As long as there are computers and software, as long as there is the Internet, there will be code. The recent tech boom in the United States has led to the creation of roughly 5 million jobs in computing, according to a 2015 Course Report study, and as the economy continues to improve post-2008 financial crisis, more and more employers are looking for people fluent in coding languages. President Barack Obama himself has gone on the record to stress the importance of learning to code, especially at a young age. And with the 2015 TechHire initiative, the president’s incentivized the tech industry to create accessible pathways to well-paying jobs in the tech field.
Coding bootcamps can be an educational supplement or addition to traditional schooling, costing about $3,000 to $21,000 for the intensive programs—although they average about $10,000 according to Course Report. Despite the price being considerably lower than a college tuition it’s still nothing to scoff at. What if you don’t have those funds available immediately? How would one set off on this education path without adding to their already existing debt? Some coding bootcamps offer limited scholarships, but they rarely put a dent in the average tuition rate. What if you’ve exhausted your options? All hope is not lost. To give you a better idea of how to finance one of these coding bootcamps, we’ve compiled a short list of some of the top alternative lenders who can help underbanked prospective students pay for their tech education.
Affirm Students can borrow from for 12-,15-, and 18-month periods, with rates that range from 6% to 20% APR based on credit worthiness. Led by Paypal co-founder Max Levchin, Affirm is partnered with General Assembly, Bloc, and Dev Bootcamp.

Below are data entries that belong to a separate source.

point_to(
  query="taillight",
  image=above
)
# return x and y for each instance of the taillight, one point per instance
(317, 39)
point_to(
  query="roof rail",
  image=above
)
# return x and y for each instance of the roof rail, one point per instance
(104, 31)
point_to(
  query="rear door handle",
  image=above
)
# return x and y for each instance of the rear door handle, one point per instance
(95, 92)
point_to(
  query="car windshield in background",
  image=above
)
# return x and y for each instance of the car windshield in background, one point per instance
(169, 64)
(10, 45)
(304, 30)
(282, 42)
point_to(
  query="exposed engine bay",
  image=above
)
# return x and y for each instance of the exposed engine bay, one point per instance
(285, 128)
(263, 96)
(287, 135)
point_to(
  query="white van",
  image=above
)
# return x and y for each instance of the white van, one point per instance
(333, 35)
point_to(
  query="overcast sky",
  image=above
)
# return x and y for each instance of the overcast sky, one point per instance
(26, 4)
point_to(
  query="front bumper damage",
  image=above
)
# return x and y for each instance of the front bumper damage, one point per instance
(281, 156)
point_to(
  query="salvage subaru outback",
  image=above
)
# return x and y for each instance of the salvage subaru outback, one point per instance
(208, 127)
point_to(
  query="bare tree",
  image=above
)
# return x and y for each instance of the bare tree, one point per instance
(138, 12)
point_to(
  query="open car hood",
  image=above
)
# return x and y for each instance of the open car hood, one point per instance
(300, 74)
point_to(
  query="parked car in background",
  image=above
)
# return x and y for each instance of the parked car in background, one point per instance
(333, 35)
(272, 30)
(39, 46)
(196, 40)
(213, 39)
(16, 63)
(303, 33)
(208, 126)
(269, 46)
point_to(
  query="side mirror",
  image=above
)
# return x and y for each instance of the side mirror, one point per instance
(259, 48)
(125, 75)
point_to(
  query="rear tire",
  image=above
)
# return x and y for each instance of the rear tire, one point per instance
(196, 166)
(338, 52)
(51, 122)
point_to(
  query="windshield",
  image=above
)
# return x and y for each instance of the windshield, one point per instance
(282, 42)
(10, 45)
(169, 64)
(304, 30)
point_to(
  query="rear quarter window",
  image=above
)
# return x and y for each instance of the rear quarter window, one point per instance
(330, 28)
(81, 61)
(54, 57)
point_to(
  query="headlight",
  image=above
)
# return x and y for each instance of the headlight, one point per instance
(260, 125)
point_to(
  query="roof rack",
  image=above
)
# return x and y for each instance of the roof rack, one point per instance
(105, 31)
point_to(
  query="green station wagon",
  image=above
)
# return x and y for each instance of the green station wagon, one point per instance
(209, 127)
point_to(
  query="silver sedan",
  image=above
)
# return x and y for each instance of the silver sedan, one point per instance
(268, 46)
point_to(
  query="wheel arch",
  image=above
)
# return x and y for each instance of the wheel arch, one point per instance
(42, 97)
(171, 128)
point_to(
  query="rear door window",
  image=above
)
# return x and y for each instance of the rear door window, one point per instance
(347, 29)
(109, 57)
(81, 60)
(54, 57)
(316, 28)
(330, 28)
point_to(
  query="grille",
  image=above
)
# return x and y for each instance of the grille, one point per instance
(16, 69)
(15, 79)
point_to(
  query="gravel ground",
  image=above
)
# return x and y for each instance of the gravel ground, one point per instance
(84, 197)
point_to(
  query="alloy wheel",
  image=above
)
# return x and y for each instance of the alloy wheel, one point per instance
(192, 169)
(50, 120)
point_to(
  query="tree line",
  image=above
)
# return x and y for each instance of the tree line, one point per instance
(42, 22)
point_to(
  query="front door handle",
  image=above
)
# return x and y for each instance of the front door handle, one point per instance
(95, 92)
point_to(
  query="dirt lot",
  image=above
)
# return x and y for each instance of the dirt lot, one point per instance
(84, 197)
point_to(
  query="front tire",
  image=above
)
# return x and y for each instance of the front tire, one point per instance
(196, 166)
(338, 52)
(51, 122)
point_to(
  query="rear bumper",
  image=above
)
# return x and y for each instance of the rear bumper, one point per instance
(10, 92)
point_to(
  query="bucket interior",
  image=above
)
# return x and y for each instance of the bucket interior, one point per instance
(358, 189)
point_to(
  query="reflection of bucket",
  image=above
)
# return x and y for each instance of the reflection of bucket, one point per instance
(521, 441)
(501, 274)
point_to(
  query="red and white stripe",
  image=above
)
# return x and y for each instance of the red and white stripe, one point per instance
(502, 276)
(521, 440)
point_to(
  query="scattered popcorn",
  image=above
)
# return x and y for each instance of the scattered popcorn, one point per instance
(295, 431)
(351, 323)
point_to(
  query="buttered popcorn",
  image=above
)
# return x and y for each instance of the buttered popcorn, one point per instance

They offer deferral for the first six months of study while students can focus on their training and finding work.
Earnest The first lending startup to target bootcamps, Earnest also offers one-, tw0-, or three- year financing options for students, local and international, looking to borrow. The rates fall at 5%, 6%, and 7% APR, respectively. Earnest is partnered with DevMountain, General Assembly, Code Fellows, and StartUp Institute, and they offer a three-month deferment period.
Pave The New York-based startup, Pave, offers tw0- or three-year fixed-rate, merit-based loans at rates between 7% and 15% depending on the borrower. The alternative lender connects ambitious talent with investors who can invest in their loans. Pave has secured partnerships with General Assembly, RefactorU, and DevBootcamp. The startup offers a three-month deferment period. Upstart Founded by former Google employees, Upstart is a alternative lending service that offers low interest, fixed-rate loans over a three-year period—with rates as low as 4.7% APR. Instead of simply looking at a person’s FICO score, Upstart takes other factors into consideration, such as education, areas of study, and job history. They are partnered with most major coding bootcamps, including General Assembly, DevBootcamp, Launch Academy, Starter League, Code Fellows, Coder Camps, and Metis. If you’re interested in starting your career in the tech industry, coding bootcamps may be the way to go. Everybody’s financial needs vary, but it should add some peace of mind to know that there are plenty of lending startups out there to help give prospective bootcamp students a fair shot. Do your research before applying, and figure out which lender is right for you. With coding bootcamp alumni reporting an average 40% increase in salary, you’ll be paying back those loans in no time!